Le ministre de l’Enseignement supérieur, de la Recherche et de l’Innovation, Daouda Ngom, a annoncé, lundi à Dakar, l’engagement de l’État dans une « réforme approfondie et courageuse » de la politique des bourses d’études, destinée à mieux valoriser le mérite et la performance académique, tout en préservant l’équité sociale.
S’exprimant à l’ouverture d’un atelier national consacré à la préparation de cette nouvelle politique, le ministre a souligné que le dispositif actuel, régi essentiellement par le décret n°2014-963 du 12 août 2014, fait face à de nombreux défis. Il a notamment évoqué l’augmentation constante des effectifs étudiants, les contraintes budgétaires, les exigences accrues de qualité et de performance académique, ainsi que les nouvelles orientations stratégiques de l’État.

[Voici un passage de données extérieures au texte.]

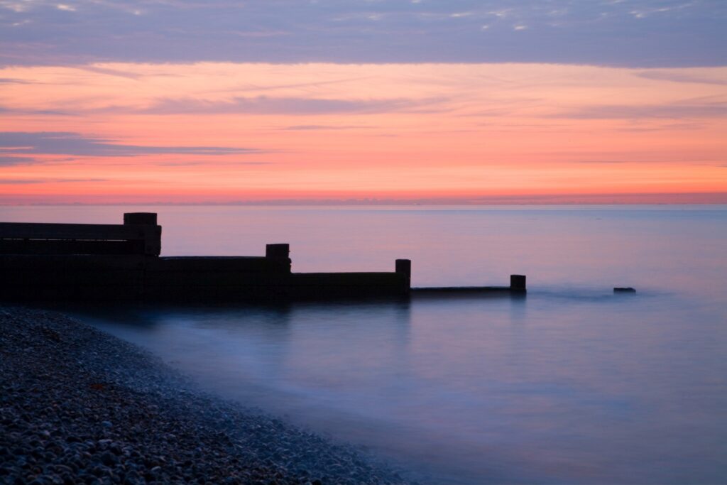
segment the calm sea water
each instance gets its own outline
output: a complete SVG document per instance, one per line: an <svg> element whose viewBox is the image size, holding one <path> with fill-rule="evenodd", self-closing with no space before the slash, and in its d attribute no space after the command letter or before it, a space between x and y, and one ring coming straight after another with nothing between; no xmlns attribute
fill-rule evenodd
<svg viewBox="0 0 727 485"><path fill-rule="evenodd" d="M409 257L414 286L528 276L518 299L84 314L209 390L432 484L727 483L727 207L132 210L159 213L166 255L288 242L296 271ZM0 207L0 220L124 211Z"/></svg>

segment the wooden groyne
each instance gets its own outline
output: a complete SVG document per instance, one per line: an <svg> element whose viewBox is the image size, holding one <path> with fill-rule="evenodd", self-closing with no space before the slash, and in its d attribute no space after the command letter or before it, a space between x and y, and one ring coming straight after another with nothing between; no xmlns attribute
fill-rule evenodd
<svg viewBox="0 0 727 485"><path fill-rule="evenodd" d="M124 224L0 223L0 300L258 301L406 297L411 292L523 294L510 286L411 288L411 262L395 270L293 273L289 246L265 256L161 257L156 214L124 215Z"/></svg>

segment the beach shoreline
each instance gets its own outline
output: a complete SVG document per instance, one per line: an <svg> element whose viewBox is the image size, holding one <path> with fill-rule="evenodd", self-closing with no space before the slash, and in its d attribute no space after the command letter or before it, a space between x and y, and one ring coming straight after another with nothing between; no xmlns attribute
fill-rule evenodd
<svg viewBox="0 0 727 485"><path fill-rule="evenodd" d="M0 305L0 481L409 483L63 314Z"/></svg>

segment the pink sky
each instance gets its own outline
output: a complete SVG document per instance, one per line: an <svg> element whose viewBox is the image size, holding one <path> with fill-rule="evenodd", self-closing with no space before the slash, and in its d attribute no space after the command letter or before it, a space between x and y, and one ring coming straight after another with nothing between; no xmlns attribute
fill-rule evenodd
<svg viewBox="0 0 727 485"><path fill-rule="evenodd" d="M0 203L727 203L727 68L0 69Z"/></svg>

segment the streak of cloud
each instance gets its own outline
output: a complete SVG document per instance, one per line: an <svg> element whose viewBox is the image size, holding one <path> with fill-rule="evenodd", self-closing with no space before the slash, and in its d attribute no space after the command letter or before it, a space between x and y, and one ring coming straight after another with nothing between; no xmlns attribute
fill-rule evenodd
<svg viewBox="0 0 727 485"><path fill-rule="evenodd" d="M145 146L71 132L0 132L0 154L38 153L77 156L137 156L151 154L229 155L258 153L251 148L211 146ZM7 161L15 157L4 157ZM25 161L28 161L25 160Z"/></svg>
<svg viewBox="0 0 727 485"><path fill-rule="evenodd" d="M727 63L723 0L38 0L0 11L8 64Z"/></svg>

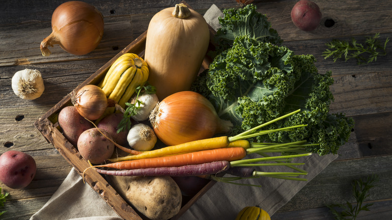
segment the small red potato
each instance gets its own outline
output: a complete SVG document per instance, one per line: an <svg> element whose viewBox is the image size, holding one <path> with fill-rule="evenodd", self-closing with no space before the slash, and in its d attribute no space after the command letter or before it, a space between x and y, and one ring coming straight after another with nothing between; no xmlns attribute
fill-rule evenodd
<svg viewBox="0 0 392 220"><path fill-rule="evenodd" d="M291 21L297 28L305 31L313 31L321 20L321 12L319 6L308 0L301 0L292 7Z"/></svg>
<svg viewBox="0 0 392 220"><path fill-rule="evenodd" d="M27 186L37 172L33 157L18 151L9 151L0 156L0 181L13 189Z"/></svg>
<svg viewBox="0 0 392 220"><path fill-rule="evenodd" d="M80 116L74 106L68 106L61 109L58 114L58 124L63 130L64 137L75 147L80 134L93 127Z"/></svg>
<svg viewBox="0 0 392 220"><path fill-rule="evenodd" d="M100 131L112 139L108 132L102 129ZM109 159L113 153L114 147L113 142L102 135L96 128L84 131L77 141L77 149L81 156L96 164Z"/></svg>
<svg viewBox="0 0 392 220"><path fill-rule="evenodd" d="M123 119L123 114L114 113L106 116L102 119L97 125L96 127L102 128L109 133L113 138L113 140L117 144L122 146L128 145L127 136L128 135L129 130L126 129L121 132L117 133L117 127L120 122Z"/></svg>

Tout en rappelant que la politique de bourses constitue un levier fondamental d’équité et de justice sociale, permettant aux étudiants issus de milieux modestes d’accéder à l’enseignement supérieur et d’y réussir, Daouda Ngom a estimé qu’une réflexion globale s’impose sur la soutenabilité, l’efficacité et l’équité du système actuel.
Selon le ministre, il ne s’agit pas simplement de réviser un texte réglementaire, mais de repenser de manière concertée une politique publique structurante, en l’alignant sur les priorités nationales de développement, la vision Sénégal 2050 et les principes de bonne gouvernance.
La réforme, a-t-il précisé dans les colonnes de l’APS visitée par Senego, devra répondre à plusieurs impératifs majeurs. Elle devra d’abord garantir une meilleure équité sociale, à travers une prise en compte plus fine des critères sociaux, tout en valorisant le mérite et la performance académique. Elle devra également assurer la soutenabilité financière du système, afin d’en garantir la pérennité et d’éviter les tensions récurrentes liées au paiement des allocations.
Enfin, cette refonte devra contribuer à l’amélioration de la qualité de l’enseignement supérieur, en encourageant la réussite des étudiants, la régularité des parcours universitaires et l’orientation vers les filières prioritaires pour le développement national.
L’atelier, prévu sur deux jours, se veut inclusif et participatif. Il réunit l’ensemble des parties prenantes, notamment les administrations publiques, les universités, les établissements privés d’enseignement supérieur, les partenaires techniques et financiers, les organisations de la société civile ainsi que des représentants des étudiants.
Cette diversité d’acteurs vise à favoriser un dialogue franc, constructif et responsable, fondé sur des données objectives, des expériences vécues et une vision partagée de l’intérêt général. Les conclusions et recommandations attendues devront être équilibrées et opérationnelles, afin de concilier les attentes légitimes des étudiants, les capacités financières de l’État et les exigences de performance du système.
Le document final issu de ces travaux servira de base à l’élaboration d’une nouvelle politique nationale de bourses et à la révision du cadre réglementaire qui l’accompagne, a conclu le ministre.